Первая мысль — покинуть самолет. И уже готова сорваться с языка эта команда. В то же мгновение другая мысль заставляет принять более разумное решение. Ведь под нами противник. Значит — нервы в кулак! Надо бороться за жизнь самолета. С большим усилием тяну ручку управления. Штурмовик хотя и вяло, но все же выходит из пикирования. Впереди Неман, а там — наша территория. Но дотянем ли? С мотором творится что-то невообразимое. Его колотит как в лихорадке. Стрелки термометров, показывающих температуру воды и масла, отклонены до упора. Значит, повреждены масляная и водяная системы. Надо что-то предпринимать. Снова раздался сильный удар, и наступила непривычная тишина. Мотор заклинило.
Чтобы не потерять скорость, привычным движением перевожу самолет в планирование. Стрелок докладывает:
— За самолетом — дымный след. Огня не видно.
Отвечать Нечипуренко некогда. Надо быстро решать — покидать самолет или производить посадку. Но куда?

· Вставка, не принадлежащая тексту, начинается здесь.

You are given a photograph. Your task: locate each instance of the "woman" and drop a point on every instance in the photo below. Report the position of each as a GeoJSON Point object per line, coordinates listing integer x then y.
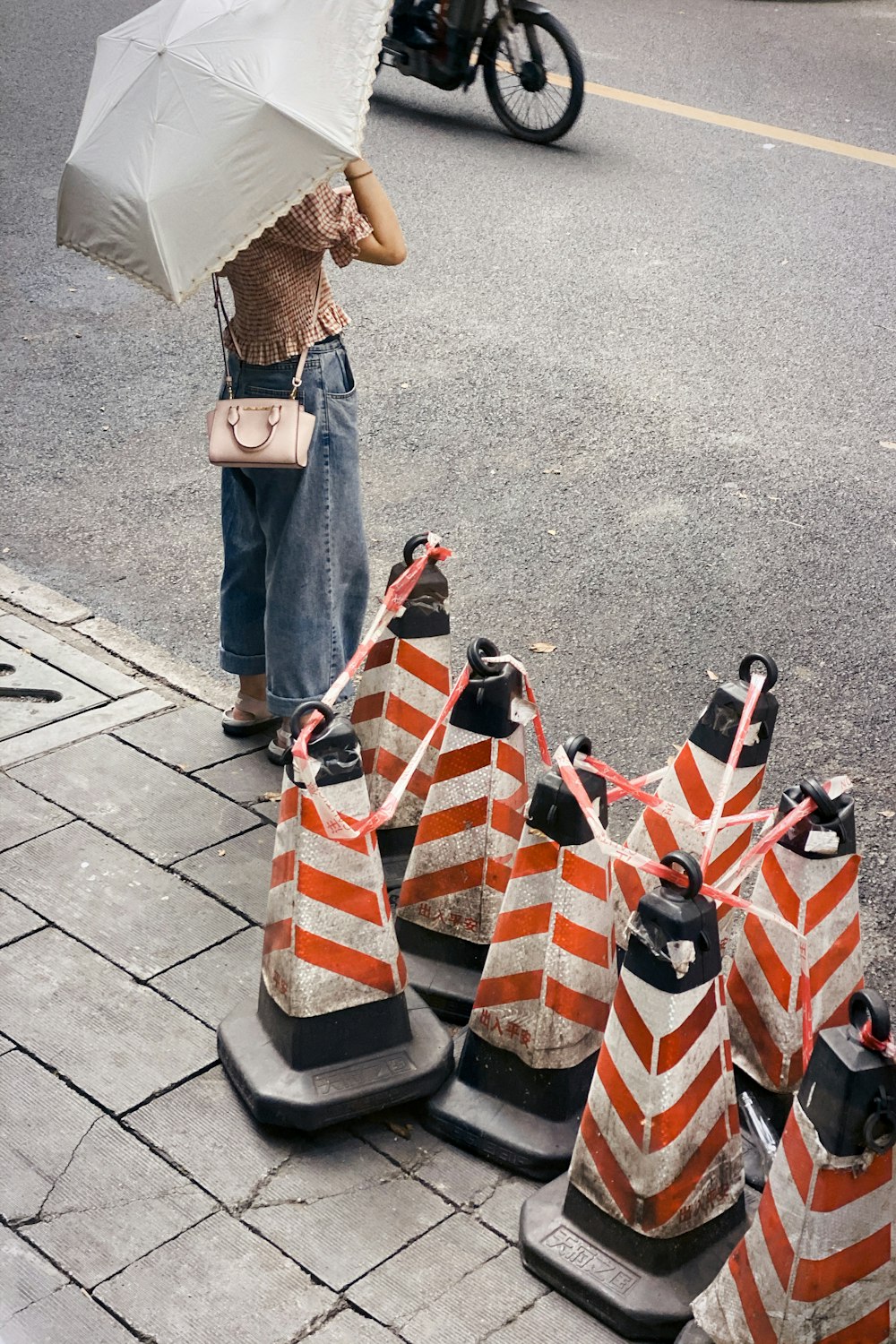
{"type": "Point", "coordinates": [293, 591]}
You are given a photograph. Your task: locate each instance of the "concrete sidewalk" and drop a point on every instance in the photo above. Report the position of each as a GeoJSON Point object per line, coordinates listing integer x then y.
{"type": "Point", "coordinates": [139, 1199]}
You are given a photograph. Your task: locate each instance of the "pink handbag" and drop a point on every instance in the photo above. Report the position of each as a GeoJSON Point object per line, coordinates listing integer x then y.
{"type": "Point", "coordinates": [247, 432]}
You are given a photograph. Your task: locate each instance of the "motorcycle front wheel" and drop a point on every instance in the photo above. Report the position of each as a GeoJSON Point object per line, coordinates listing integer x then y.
{"type": "Point", "coordinates": [535, 81]}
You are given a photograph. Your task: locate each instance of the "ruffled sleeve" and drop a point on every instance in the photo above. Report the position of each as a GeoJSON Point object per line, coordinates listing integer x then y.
{"type": "Point", "coordinates": [327, 220]}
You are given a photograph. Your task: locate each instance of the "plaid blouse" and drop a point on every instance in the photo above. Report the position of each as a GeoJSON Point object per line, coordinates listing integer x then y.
{"type": "Point", "coordinates": [274, 279]}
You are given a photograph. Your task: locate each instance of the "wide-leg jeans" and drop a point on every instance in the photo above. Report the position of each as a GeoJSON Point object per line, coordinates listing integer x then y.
{"type": "Point", "coordinates": [295, 586]}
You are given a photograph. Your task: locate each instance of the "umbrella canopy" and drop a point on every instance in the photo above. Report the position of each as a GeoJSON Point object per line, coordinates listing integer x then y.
{"type": "Point", "coordinates": [207, 120]}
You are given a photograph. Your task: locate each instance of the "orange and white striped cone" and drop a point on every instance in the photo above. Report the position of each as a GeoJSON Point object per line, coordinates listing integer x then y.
{"type": "Point", "coordinates": [810, 878]}
{"type": "Point", "coordinates": [817, 1265]}
{"type": "Point", "coordinates": [654, 1196]}
{"type": "Point", "coordinates": [692, 782]}
{"type": "Point", "coordinates": [466, 839]}
{"type": "Point", "coordinates": [405, 685]}
{"type": "Point", "coordinates": [544, 996]}
{"type": "Point", "coordinates": [336, 1034]}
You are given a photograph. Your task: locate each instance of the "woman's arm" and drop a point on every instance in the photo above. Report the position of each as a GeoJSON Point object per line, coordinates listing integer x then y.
{"type": "Point", "coordinates": [386, 245]}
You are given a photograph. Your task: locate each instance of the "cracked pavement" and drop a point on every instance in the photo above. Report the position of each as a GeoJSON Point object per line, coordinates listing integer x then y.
{"type": "Point", "coordinates": [139, 1199]}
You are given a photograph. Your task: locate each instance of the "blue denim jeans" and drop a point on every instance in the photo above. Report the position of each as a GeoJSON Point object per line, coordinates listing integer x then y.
{"type": "Point", "coordinates": [293, 593]}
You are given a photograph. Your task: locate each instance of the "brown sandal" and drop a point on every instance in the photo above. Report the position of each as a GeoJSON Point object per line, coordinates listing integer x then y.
{"type": "Point", "coordinates": [261, 718]}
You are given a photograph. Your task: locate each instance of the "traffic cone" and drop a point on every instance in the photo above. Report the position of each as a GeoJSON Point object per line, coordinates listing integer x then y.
{"type": "Point", "coordinates": [817, 1265]}
{"type": "Point", "coordinates": [654, 1198]}
{"type": "Point", "coordinates": [544, 995]}
{"type": "Point", "coordinates": [692, 782]}
{"type": "Point", "coordinates": [336, 1034]}
{"type": "Point", "coordinates": [405, 685]}
{"type": "Point", "coordinates": [466, 839]}
{"type": "Point", "coordinates": [810, 878]}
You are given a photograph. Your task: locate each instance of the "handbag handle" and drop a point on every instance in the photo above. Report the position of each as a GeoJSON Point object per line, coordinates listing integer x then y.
{"type": "Point", "coordinates": [300, 366]}
{"type": "Point", "coordinates": [233, 419]}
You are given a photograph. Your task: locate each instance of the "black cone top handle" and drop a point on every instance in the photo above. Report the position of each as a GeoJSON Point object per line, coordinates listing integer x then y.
{"type": "Point", "coordinates": [306, 707]}
{"type": "Point", "coordinates": [866, 1005]}
{"type": "Point", "coordinates": [823, 803]}
{"type": "Point", "coordinates": [692, 871]}
{"type": "Point", "coordinates": [481, 648]}
{"type": "Point", "coordinates": [770, 666]}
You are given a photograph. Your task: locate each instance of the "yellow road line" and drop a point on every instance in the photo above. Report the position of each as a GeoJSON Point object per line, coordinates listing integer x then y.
{"type": "Point", "coordinates": [720, 118]}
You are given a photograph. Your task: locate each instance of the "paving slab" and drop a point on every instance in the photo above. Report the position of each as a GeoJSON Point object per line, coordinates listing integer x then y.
{"type": "Point", "coordinates": [405, 1285]}
{"type": "Point", "coordinates": [15, 919]}
{"type": "Point", "coordinates": [56, 695]}
{"type": "Point", "coordinates": [190, 738]}
{"type": "Point", "coordinates": [139, 916]}
{"type": "Point", "coordinates": [217, 1282]}
{"type": "Point", "coordinates": [113, 1203]}
{"type": "Point", "coordinates": [473, 1308]}
{"type": "Point", "coordinates": [158, 661]}
{"type": "Point", "coordinates": [35, 1150]}
{"type": "Point", "coordinates": [460, 1176]}
{"type": "Point", "coordinates": [352, 1328]}
{"type": "Point", "coordinates": [24, 1276]}
{"type": "Point", "coordinates": [42, 601]}
{"type": "Point", "coordinates": [204, 1129]}
{"type": "Point", "coordinates": [81, 726]}
{"type": "Point", "coordinates": [215, 981]}
{"type": "Point", "coordinates": [67, 1316]}
{"type": "Point", "coordinates": [554, 1319]}
{"type": "Point", "coordinates": [269, 811]}
{"type": "Point", "coordinates": [67, 659]}
{"type": "Point", "coordinates": [24, 814]}
{"type": "Point", "coordinates": [117, 1040]}
{"type": "Point", "coordinates": [501, 1210]}
{"type": "Point", "coordinates": [245, 780]}
{"type": "Point", "coordinates": [144, 804]}
{"type": "Point", "coordinates": [343, 1236]}
{"type": "Point", "coordinates": [238, 871]}
{"type": "Point", "coordinates": [324, 1166]}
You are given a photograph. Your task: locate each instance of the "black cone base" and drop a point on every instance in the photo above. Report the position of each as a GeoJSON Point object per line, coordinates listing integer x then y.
{"type": "Point", "coordinates": [640, 1287]}
{"type": "Point", "coordinates": [443, 969]}
{"type": "Point", "coordinates": [497, 1107]}
{"type": "Point", "coordinates": [306, 1073]}
{"type": "Point", "coordinates": [694, 1335]}
{"type": "Point", "coordinates": [395, 844]}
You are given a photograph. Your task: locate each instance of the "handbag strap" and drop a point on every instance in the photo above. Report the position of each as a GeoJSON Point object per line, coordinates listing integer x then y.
{"type": "Point", "coordinates": [222, 312]}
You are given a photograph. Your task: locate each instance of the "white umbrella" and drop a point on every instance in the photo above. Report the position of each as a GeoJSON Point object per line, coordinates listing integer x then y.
{"type": "Point", "coordinates": [207, 120]}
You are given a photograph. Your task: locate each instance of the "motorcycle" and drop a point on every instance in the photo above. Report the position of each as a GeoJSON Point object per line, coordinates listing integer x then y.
{"type": "Point", "coordinates": [530, 64]}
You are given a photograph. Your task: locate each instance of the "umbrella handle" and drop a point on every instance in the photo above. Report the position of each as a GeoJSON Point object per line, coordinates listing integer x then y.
{"type": "Point", "coordinates": [233, 419]}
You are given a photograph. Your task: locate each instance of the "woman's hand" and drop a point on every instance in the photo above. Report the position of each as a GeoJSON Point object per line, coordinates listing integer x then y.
{"type": "Point", "coordinates": [386, 245]}
{"type": "Point", "coordinates": [357, 168]}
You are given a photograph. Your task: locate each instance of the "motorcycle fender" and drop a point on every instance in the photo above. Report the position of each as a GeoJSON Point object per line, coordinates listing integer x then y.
{"type": "Point", "coordinates": [490, 37]}
{"type": "Point", "coordinates": [528, 7]}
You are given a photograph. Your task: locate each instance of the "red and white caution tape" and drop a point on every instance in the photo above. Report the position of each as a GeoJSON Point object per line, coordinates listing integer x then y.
{"type": "Point", "coordinates": [885, 1047]}
{"type": "Point", "coordinates": [625, 790]}
{"type": "Point", "coordinates": [633, 789]}
{"type": "Point", "coordinates": [392, 605]}
{"type": "Point", "coordinates": [336, 824]}
{"type": "Point", "coordinates": [771, 835]}
{"type": "Point", "coordinates": [530, 694]}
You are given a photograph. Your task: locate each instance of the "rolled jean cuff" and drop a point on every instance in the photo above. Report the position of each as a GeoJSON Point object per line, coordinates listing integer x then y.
{"type": "Point", "coordinates": [244, 664]}
{"type": "Point", "coordinates": [285, 707]}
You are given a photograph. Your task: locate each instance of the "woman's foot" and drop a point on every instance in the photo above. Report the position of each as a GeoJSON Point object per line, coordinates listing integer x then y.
{"type": "Point", "coordinates": [247, 717]}
{"type": "Point", "coordinates": [250, 712]}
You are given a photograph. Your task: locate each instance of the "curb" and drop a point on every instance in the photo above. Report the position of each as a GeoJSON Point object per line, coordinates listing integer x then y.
{"type": "Point", "coordinates": [139, 653]}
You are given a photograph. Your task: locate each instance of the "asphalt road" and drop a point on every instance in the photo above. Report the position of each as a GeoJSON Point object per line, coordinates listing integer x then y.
{"type": "Point", "coordinates": [641, 382]}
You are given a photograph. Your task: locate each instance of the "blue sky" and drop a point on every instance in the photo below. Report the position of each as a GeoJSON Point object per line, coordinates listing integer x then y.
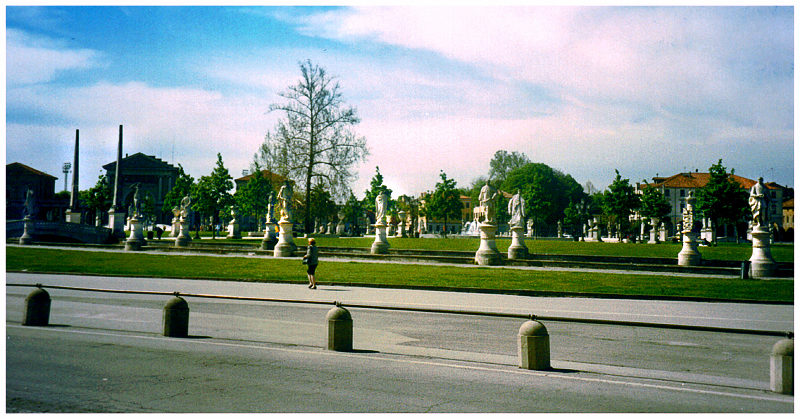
{"type": "Point", "coordinates": [586, 90]}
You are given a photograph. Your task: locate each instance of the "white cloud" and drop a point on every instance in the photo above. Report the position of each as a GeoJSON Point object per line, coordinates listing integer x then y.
{"type": "Point", "coordinates": [196, 123]}
{"type": "Point", "coordinates": [34, 59]}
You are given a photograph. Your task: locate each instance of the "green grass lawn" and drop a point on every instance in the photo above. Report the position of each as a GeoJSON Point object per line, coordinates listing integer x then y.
{"type": "Point", "coordinates": [269, 269]}
{"type": "Point", "coordinates": [723, 251]}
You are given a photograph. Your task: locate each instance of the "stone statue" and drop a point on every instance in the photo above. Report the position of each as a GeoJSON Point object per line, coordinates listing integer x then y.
{"type": "Point", "coordinates": [285, 201]}
{"type": "Point", "coordinates": [516, 209]}
{"type": "Point", "coordinates": [688, 213]}
{"type": "Point", "coordinates": [186, 205]}
{"type": "Point", "coordinates": [137, 204]}
{"type": "Point", "coordinates": [381, 205]}
{"type": "Point", "coordinates": [487, 200]}
{"type": "Point", "coordinates": [30, 204]}
{"type": "Point", "coordinates": [759, 204]}
{"type": "Point", "coordinates": [271, 208]}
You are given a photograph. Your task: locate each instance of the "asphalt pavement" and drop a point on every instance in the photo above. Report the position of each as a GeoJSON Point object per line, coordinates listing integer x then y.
{"type": "Point", "coordinates": [433, 344]}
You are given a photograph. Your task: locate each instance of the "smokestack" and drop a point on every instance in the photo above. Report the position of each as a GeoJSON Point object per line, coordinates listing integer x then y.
{"type": "Point", "coordinates": [73, 199]}
{"type": "Point", "coordinates": [116, 173]}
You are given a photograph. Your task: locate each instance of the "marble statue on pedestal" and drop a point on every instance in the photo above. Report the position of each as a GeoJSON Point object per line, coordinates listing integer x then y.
{"type": "Point", "coordinates": [759, 205]}
{"type": "Point", "coordinates": [29, 211]}
{"type": "Point", "coordinates": [488, 201]}
{"type": "Point", "coordinates": [762, 265]}
{"type": "Point", "coordinates": [516, 209]}
{"type": "Point", "coordinates": [381, 206]}
{"type": "Point", "coordinates": [285, 201]}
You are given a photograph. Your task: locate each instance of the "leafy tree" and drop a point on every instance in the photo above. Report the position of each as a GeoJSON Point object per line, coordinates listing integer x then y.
{"type": "Point", "coordinates": [722, 199]}
{"type": "Point", "coordinates": [411, 207]}
{"type": "Point", "coordinates": [376, 187]}
{"type": "Point", "coordinates": [183, 185]}
{"type": "Point", "coordinates": [619, 202]}
{"type": "Point", "coordinates": [353, 209]}
{"type": "Point", "coordinates": [99, 198]}
{"type": "Point", "coordinates": [474, 190]}
{"type": "Point", "coordinates": [253, 198]}
{"type": "Point", "coordinates": [504, 163]}
{"type": "Point", "coordinates": [547, 192]}
{"type": "Point", "coordinates": [315, 142]}
{"type": "Point", "coordinates": [444, 203]}
{"type": "Point", "coordinates": [322, 206]}
{"type": "Point", "coordinates": [212, 192]}
{"type": "Point", "coordinates": [654, 204]}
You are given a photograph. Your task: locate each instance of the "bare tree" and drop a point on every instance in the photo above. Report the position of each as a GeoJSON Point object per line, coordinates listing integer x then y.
{"type": "Point", "coordinates": [314, 144]}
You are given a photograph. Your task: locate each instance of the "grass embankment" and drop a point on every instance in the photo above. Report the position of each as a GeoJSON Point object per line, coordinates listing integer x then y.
{"type": "Point", "coordinates": [724, 251]}
{"type": "Point", "coordinates": [267, 269]}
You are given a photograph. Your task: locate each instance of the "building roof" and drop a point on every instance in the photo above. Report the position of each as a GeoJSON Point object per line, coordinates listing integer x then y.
{"type": "Point", "coordinates": [698, 180]}
{"type": "Point", "coordinates": [139, 161]}
{"type": "Point", "coordinates": [272, 177]}
{"type": "Point", "coordinates": [21, 168]}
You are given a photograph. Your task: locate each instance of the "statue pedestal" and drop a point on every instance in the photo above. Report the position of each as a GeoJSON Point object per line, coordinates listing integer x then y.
{"type": "Point", "coordinates": [487, 253]}
{"type": "Point", "coordinates": [270, 237]}
{"type": "Point", "coordinates": [380, 246]}
{"type": "Point", "coordinates": [517, 250]}
{"type": "Point", "coordinates": [136, 239]}
{"type": "Point", "coordinates": [761, 263]}
{"type": "Point", "coordinates": [401, 229]}
{"type": "Point", "coordinates": [653, 232]}
{"type": "Point", "coordinates": [689, 256]}
{"type": "Point", "coordinates": [116, 222]}
{"type": "Point", "coordinates": [183, 238]}
{"type": "Point", "coordinates": [28, 229]}
{"type": "Point", "coordinates": [233, 230]}
{"type": "Point", "coordinates": [285, 246]}
{"type": "Point", "coordinates": [73, 216]}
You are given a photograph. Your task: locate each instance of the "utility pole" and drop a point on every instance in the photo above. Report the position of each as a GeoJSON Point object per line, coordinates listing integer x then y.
{"type": "Point", "coordinates": [65, 169]}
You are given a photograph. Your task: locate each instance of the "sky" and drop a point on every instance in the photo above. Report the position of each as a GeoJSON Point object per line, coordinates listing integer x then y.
{"type": "Point", "coordinates": [648, 91]}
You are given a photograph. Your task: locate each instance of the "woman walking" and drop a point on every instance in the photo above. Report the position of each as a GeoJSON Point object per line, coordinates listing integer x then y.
{"type": "Point", "coordinates": [312, 260]}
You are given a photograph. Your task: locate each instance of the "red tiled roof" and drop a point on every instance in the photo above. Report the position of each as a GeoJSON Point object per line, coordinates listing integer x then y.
{"type": "Point", "coordinates": [698, 180]}
{"type": "Point", "coordinates": [22, 167]}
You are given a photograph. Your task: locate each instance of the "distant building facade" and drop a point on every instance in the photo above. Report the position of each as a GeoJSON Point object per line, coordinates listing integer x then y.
{"type": "Point", "coordinates": [676, 188]}
{"type": "Point", "coordinates": [20, 178]}
{"type": "Point", "coordinates": [155, 176]}
{"type": "Point", "coordinates": [249, 221]}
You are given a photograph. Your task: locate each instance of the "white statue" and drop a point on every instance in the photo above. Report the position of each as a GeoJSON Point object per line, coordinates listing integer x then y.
{"type": "Point", "coordinates": [381, 205]}
{"type": "Point", "coordinates": [137, 204]}
{"type": "Point", "coordinates": [186, 205]}
{"type": "Point", "coordinates": [30, 204]}
{"type": "Point", "coordinates": [516, 209]}
{"type": "Point", "coordinates": [285, 201]}
{"type": "Point", "coordinates": [688, 212]}
{"type": "Point", "coordinates": [759, 204]}
{"type": "Point", "coordinates": [271, 208]}
{"type": "Point", "coordinates": [487, 200]}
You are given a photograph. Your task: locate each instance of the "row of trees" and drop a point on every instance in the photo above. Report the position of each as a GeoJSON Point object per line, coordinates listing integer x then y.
{"type": "Point", "coordinates": [314, 146]}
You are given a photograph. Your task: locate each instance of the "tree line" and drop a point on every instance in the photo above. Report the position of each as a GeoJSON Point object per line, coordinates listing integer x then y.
{"type": "Point", "coordinates": [314, 145]}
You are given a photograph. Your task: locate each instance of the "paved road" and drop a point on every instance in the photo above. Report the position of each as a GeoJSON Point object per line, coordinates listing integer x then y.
{"type": "Point", "coordinates": [412, 362]}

Каждая секунда съедает десятки метров высоты. Куда же нас вынесет? Эх, перетянуть бы Неман. А за ним — спасение. Прыгать уже поздно. Самолет стремительно приближается [203] к земле, затем проносится над самой водой. Еще чуть-чуть — и мы будем на своей территории. Шасси не выпускаю. При посадке вне аэродрома делать это не рекомендуется: на пробеге можно наскочить на препятствие и перевернуться.
Беру ручку управления на себя, хочу задрать нос самолета и уменьшить угол снижения. Машина не слушается, теряет скорость и с правым креном падает за рекой. Наскочив на обочину канавы, она рекошетирует, снова плюхается и выскакивает на засеянное поле.
Во время первого касания меня бросило на приборную доску, а затем стало кидать по кабине от борта к борту. Я потерял представление, в каком положении находится самолет. Ручка управления выскочила из рук. Да она и не нужна уже, эта ручка. Ноги заблаговременно снял с педалей, задрал вверх и уперся ими в приборную доску. Такая поза при лобовых ударах наиболее безопасна. Она позволяет сосредоточиться, спружиниться и все перегрузки принимать на ноги. Меньше опасность удариться головой о прицел.
Самолет пробороздил еще несколько десятков метров и наконец остановился. Через остекление фонаря ничего не видно. Сверху кабина завалена всяким мусором.
Нащупав ручку, с трудом открываю фонарь. Расстегиваю лямки парашюта и стараюсь выбраться из кабины. Чувствую боль в правом колено, очевидно, ушиб ногу при первом ударе. Саднит правый висок. Кисть правой руки в крови. Тяжело опускаюсь на плоскость, хватая ртом воздух. Вот она, война! Не из одних побед состоит...
Стрелок тоже открыл фонарь. Догадываюсь, что и у него не все благополучно. Из-за высокой ржи мне ничего не видно вокруг. А встать не могу: не слушается нога.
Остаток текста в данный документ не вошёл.